I have this code in test.cpp:

#include <atomic>
#include <chrono>
#include <cstdlib>
#include <iostream>
#include <thread>

static const int N_ITEMS = 11;
static const int N_WORKERS = 4;

int main(void)
{
    int* const items = (int*)std::malloc(N_ITEMS * sizeof(*items));
    for (int i = 0; i < N_ITEMS; ++i) {
        items[i] = i;
    }

    std::thread* const workers = (std::thread*)std::malloc(N_WORKERS * sizeof(*workers));
    std::atomic<int> place(0);
    for (int w = 0; w < N_WORKERS; ++w) {
        new (&workers[w]) std::thread([items, &place]() {
            int i;
            while ((i = place.fetch_add(1, std::memory_order_relaxed)) < N_ITEMS) {
                items[i] *= items[i];
                std::this_thread::sleep_for(std::chrono::seconds(1));
            }
        });
    }
    for (int w = 0; w < N_WORKERS; ++w) {
        workers[w].join();
        workers[w].~thread();
    }
    std::free(workers);

    for (int i = 0; i < N_ITEMS; ++i) {
        std::cout << items[i] << '\n';
    }

    std::free(items);
}

I compile like so on linux:

c++ -std=c++11 -Wall -Wextra -pedantic test.cpp -pthread

When run, the program should print this:

I don't have much experience with C++, nor do I really understand atomic operations.

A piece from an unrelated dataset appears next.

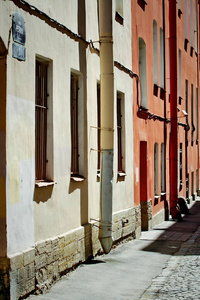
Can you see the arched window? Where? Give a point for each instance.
(143, 77)
(155, 53)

According to the standard, will the worker threads always square item values correctly, and will the main thread always print the correct final values? I'm worried that the atomic variable will be updated out-of-sync with the item values, or something. If this is the case, can I change the memory order used with fetch_add to fix the code?

Solution

Looks safe to me. Your i = place.fetch_add(1) allocates each array index exactly once, each one to one of the threads. So for any given array element, it's only touched by a single thread, and that's guaranteed to be safe for all types other than bit-fields of a struct¹.

Footnote 1: Or elements of std::vector<bool> which the standard unfortunately requires to be a packed bit-vector, breaking some of the usual guarantees for std::vector.

There's no need for any ordering of these accesses while the worker threads are working; the main thread join()s the workers before reading the array, so everything done by the workers "happens before" (in ISO C++ standardese) the main thread's std::cout << items[i] accesses.

Of course, the array elements are all written by the main thread before the worker threads are started, but that's also safe because the std::thread constructor makes sure all earlier stuff in the parent threads happens-before anything in the new thread

The completion of the invocation of the constructor synchronizes-with (as defined in std::memory_order) the beginning of the invocation of the copy of f on the new thread of execution.

There's also no need for any order stronger than mo_relaxed on the increment: it's the only atomic variable in your program, and you don't need any ordering of any of your operations except the overall thread creation and join.

It's still atomic, so it's guaranteed that 100 increments will produce the numbers 0..99, simply no guarantee about which thread gets which. (But there is a guarantee that each thread will see monotonically increasing values: for a every atomic object separately, a modification order exists, and that order is consistent with some interleaving of the program-order of modifications to it.)

Just for the record, this is hilariously inefficient compared to having each worker pick a contiguous range of indices to square. That would only take 1 atomic access per thread, or the main thread could just pass them positions.

And it would avoid all the false sharing effects of having 4 threads loading and storing into the same cache line at the same time as they move through the array.

Contiguous ranges would also let the compiler auto-vectorize with SIMD to load/square/store multiple elements at once.